Pollution got worse in 2018
In the debate over climate change, the heaviest polluters -- think: power plants, trucks and cars -- get the most attention from policy makers. New research suggests a broader view might be called for.
A pair of often-overlooked sectors posted the largest rises in carbon dioxide pollution in the U.S. in 2018. Emissions generated by industrial manufacturing jumped 5.7 percent, according to research firm Rhodium Group. Commercial and residential buildings generated ten percent more emissions.
Those increases drove the 3.4 percent rise in overall pollution, the second-biggest year-over-year increase in the past 20 years. Transportation, which remains the U.S. economy’s largest source of carbon-dioxide, rose about 1 percent.
The increase in pollution from buildings highlights a particular problem for policy makers. It’s strongly related to the weather -- a warmer winter in 2017 suppressed demand for heating fuel and makes the return to normal in 2018 look like a spike. And while regulators can raise efficiency standards and change building codes for new construction, there’s not much they can do to control energy use in existing homes and offices.

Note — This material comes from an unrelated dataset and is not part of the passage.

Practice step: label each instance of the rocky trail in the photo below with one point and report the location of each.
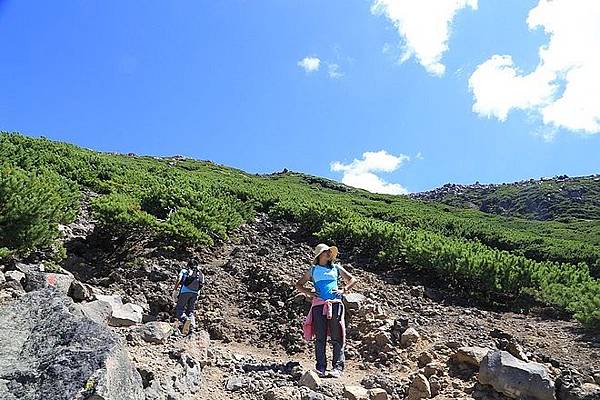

Manufacturing production increased last year, buoyed by a generally robust economy. But great news for factories can be a headache for carbon-cutters. “The industrial sector is still almost entirely ignored” by climate policy makers, the Rhodium authors write.
These “forgotten sectors,” as the Rhodium authors call them, together make up about a third of U.S. carbon dioxide, with industrial sources contributing 22 percent and buildings 11 percent in 2016, according to the U.S. Environmental Protection Agency.